Paul Robertson's words, punctuated

Thoughts on development, user-centered design, code, etc. by Paul Robertson

Multi-table INSERT using one SQL statement in AIR SQLite

This article describes a way that you can use a single INSERT statement to add data to multiple tables in the SQL dialect supported by the SQLite engine in Adobe AIR.

Normally in SQL, including in AIR’s built-in SQLite database engine, you can only add data to one table at a time using an INSERT statement. In some cases, particularly when you’re doing a “bulk loading” operation such as importing data from a text file into a database, it’s convenient to be able to insert data into multiple tables using a single INSERT statement.

For example, suppose you have XML data to import into a database such as the following:

<?xml version="1.0"?>
<employees>
    <employee firstName="Bob" lastName="Smith"
        location="San Francisco" country="USA"/>
    <employee firstName="Harold" lastName="Jones"
        location="San Francisco" country="USA"/>
    <employee firstName="Tom" lastName="Donovan"
        location="Boston" country="USA"/>
    <employee firstName="Mike" lastName="Wilson"
        location="Calgary" country="Canada"/>
    <employee firstName="Steve" lastName="Thomas"
        location="London" country="UK"/>
    <employee firstName="Joe" lastName="Nelson"
        location="London" country="UK"/>
    <employee firstName="Juan" lastName="Varga"
        location="Buenos Aires" country="Argentina"/>
    ...
</employees>

The XML data isn’t normalized, so there is duplicate data between the various records. We will import it into a database with the following (normalized) structure:

Data model for the database

Assuming the data is going to be imported as a single user operation, it would be painful to need to prompt the user or throw errors for every duplicate entry.

Using the technique described here, you can use a single SQL statement to add an employee and if necessary any related data including office location and country. (You would still loop over the data and execute one INSERT statement per employee record – but you wouldn’t need to execute three INSERT statements per employee record, or need to check for duplicate office locations and countries for each employee record to be inserted.)

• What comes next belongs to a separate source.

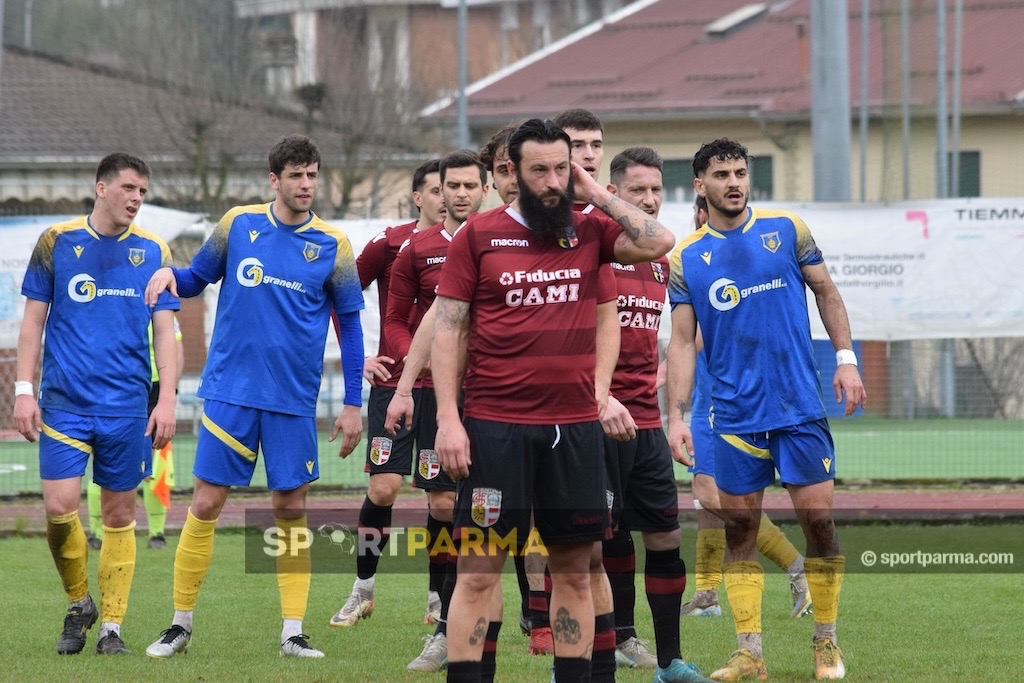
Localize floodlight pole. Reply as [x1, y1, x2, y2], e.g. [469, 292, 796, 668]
[456, 0, 469, 150]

As mentioned above, this technique is probably only appropriate when you’re doing “bulk importing” of data. If you’re just adding a single conceptual record (even if it includes data in multiple tables) you’ll most likely want to use a series of INSERT statements to add the data, so that you can have more precise error checking and handling.

How to do it

In an attempt to “cut to the chase” I’m going to put the necessary code here. For more detailed explanations on how this works and why it’s necessary, see the ”details” section below.

This technique for inserting data into multiple tables using a single SQL statement consists of three elements:

  1. A view in the database that groups the data to be inserted (from all the tables) into one “table”
  2. An INSERT statement to add the data, using the view as the destination “table” in the INSERT statement. This is the INSERT statement that you’ll run from your application while importing the data
  3. A trigger defined on the view, which runs when any INSERT statement is executed against the view. This trigger does the actual work of checking for existing data and inserting data into individual tables.

Here’s the code for each part:

A view grouping the data to insert

This combines all the tables that potentially need data inserted into a single “table” for the INSERT statement. You run this statement once to create the view in the database.

CREATE VIEW employees_for_insert AS
SELECT e.firstName,
    e.lastName,
    l.name AS locationName,
    c.name AS countryName
FROM employees e
    INNER JOIN locations l ON e.locationId = l.locationId
    INNER JOIN countries c ON l.countryId = c.countryId

An INSERT statement that “inserts” the data into the view

This code isn’t actually run, but it passes all the data to the database engine for use in the trigger. You execute this SQL statement once for each record to add to the tables.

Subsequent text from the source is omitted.